Stockholm (Ekonamik) – Of the four central banks meeting this week, two cut rates and two kept them on hold. Banxico, the central bank of Mexico, announced it had cut its policy interest rate by 25 bps to 8%. The Bank of Namibia also cut its interest rate to 6.5%. Norway‘s Norges Bank, decided to keep its interest rate on hold at 1.25%. The Bank of Uganda also chose to maintain its policy rate at 10%.
Banxico’s decision was not entirely surprising. As we noted in our preview of this week’s events, a rising number of members of the monetary policy committee had expressed support for cutting rates, the President had endorsed such a move and the slow pace of the economy legitimised this decision.
“As we have mentioned before, the cut had no significant effect on the MXN, as rate cuts were priced-in and as the risk-adjusted carry trade remains among the highest in the emerging market world,” commented Javier Amador, Principal Economist, and Carlos Serrano, Chief Economist at BBVA Research. “In spite of this, we continue to expect an additional 25bp rate cut (to 7.75%) before year-end and 100bp worth of cuts (to 6.75%) by year-end 2020 as they seem to finally come to the view that easing is needed and with inflation falling they now seem to believe more in their own expected inflation path,” they added.
Norges Bank, driven by the general strength of the Norwegian economy is having to slowly review and eventually reverse its planned rate hike path, thus finding itself at the end of the interest rate cutting queue.

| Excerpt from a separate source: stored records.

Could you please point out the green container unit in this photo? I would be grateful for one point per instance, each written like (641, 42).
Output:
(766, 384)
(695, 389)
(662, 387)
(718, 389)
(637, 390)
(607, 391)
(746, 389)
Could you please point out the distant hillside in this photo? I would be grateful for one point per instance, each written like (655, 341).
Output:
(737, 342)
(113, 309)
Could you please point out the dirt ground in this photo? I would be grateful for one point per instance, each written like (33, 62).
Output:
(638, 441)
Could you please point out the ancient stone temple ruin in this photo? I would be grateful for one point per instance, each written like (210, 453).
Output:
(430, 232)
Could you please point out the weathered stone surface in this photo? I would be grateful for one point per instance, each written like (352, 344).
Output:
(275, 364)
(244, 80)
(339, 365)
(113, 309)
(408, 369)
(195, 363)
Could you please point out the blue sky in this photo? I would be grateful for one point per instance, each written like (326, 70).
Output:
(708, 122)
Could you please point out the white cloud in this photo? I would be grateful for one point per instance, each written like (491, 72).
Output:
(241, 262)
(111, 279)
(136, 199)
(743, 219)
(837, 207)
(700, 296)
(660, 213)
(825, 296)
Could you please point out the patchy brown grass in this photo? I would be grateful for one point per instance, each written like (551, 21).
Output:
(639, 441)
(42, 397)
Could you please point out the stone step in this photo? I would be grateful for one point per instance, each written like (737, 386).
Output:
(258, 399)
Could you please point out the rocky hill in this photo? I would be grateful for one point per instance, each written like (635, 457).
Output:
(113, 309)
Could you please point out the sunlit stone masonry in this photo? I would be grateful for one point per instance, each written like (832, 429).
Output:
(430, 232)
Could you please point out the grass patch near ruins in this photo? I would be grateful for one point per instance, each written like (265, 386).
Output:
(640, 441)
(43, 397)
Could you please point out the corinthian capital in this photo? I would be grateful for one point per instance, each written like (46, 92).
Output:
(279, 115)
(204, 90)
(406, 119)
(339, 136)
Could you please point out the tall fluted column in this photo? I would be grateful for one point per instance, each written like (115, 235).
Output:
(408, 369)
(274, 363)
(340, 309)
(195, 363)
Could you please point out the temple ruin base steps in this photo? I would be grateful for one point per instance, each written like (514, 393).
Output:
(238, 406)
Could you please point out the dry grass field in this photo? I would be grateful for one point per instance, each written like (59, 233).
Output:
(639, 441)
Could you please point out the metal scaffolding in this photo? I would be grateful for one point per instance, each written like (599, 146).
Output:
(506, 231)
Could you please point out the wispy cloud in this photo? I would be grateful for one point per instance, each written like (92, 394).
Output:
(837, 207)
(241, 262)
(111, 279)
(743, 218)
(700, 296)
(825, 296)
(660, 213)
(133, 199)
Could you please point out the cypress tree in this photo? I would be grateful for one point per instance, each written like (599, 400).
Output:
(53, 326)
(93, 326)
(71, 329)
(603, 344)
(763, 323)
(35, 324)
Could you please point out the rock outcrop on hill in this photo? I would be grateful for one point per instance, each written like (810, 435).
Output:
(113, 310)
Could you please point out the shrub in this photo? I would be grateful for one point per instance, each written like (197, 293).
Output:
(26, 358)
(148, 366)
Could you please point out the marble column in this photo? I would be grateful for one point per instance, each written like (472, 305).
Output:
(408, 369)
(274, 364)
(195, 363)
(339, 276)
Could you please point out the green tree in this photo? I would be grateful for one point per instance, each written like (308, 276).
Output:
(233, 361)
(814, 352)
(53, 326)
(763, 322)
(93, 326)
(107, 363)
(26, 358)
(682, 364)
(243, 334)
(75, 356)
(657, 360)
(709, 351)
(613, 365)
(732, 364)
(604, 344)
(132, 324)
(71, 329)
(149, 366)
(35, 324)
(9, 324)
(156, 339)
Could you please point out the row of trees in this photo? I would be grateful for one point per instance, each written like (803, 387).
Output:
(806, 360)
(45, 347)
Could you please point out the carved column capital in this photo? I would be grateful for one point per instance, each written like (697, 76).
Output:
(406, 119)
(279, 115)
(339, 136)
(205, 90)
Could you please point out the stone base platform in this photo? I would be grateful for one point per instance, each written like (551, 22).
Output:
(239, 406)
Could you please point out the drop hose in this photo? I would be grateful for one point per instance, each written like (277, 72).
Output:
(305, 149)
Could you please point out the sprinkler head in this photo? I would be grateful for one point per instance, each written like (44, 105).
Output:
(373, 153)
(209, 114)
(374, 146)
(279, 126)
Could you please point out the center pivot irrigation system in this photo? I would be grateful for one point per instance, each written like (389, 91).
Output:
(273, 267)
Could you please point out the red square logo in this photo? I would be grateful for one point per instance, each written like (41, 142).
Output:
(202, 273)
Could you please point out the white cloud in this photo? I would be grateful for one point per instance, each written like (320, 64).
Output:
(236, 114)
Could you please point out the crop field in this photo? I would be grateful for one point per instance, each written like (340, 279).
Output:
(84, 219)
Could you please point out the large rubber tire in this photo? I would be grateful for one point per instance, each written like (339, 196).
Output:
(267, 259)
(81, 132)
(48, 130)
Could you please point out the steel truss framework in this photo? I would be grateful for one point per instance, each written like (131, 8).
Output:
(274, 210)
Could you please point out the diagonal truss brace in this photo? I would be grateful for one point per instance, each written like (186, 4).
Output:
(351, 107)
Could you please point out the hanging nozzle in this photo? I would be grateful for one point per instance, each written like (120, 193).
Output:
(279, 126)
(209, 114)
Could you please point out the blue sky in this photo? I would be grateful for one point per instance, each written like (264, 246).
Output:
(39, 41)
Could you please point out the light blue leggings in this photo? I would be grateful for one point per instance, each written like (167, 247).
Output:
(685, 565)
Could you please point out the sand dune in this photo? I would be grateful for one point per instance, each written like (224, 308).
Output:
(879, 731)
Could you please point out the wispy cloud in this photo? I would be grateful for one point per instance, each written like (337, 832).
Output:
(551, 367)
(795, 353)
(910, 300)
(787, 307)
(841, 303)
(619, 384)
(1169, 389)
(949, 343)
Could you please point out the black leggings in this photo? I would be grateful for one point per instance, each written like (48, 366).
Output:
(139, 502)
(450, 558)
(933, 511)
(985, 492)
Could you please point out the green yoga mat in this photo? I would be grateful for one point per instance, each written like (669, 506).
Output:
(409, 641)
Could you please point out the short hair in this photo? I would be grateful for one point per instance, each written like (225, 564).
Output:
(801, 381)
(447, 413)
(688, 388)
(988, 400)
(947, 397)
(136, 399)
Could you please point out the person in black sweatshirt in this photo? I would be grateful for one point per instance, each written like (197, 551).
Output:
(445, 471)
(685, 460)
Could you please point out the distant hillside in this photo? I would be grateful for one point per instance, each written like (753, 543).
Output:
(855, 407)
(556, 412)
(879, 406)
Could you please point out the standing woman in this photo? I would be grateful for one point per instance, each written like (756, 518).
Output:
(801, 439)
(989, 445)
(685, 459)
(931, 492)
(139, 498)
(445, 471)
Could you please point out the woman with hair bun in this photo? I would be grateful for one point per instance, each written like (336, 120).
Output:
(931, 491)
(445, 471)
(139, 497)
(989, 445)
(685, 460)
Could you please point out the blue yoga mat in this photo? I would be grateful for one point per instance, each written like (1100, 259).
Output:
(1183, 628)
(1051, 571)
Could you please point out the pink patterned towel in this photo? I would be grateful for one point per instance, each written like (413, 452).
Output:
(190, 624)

“Given the deteriorating global outlook, we believe Norges Bank will keep the policy rate unchanged at 1.25% in September,” Kari Due-Andresen, Chief Economist for Norway at Handelsbanken Capital Markets commented regarding the future path of Norges Bank monetary policy. “We also think it will revise down its forecast for the policy rate. The central bank will probably prefer to keep a likelihood for another rate hike in the near term (December or March), but we believe it eventually will have to call it off. The way we see it, the policy rate has reached its peak at 1.25% in this economic cycle.”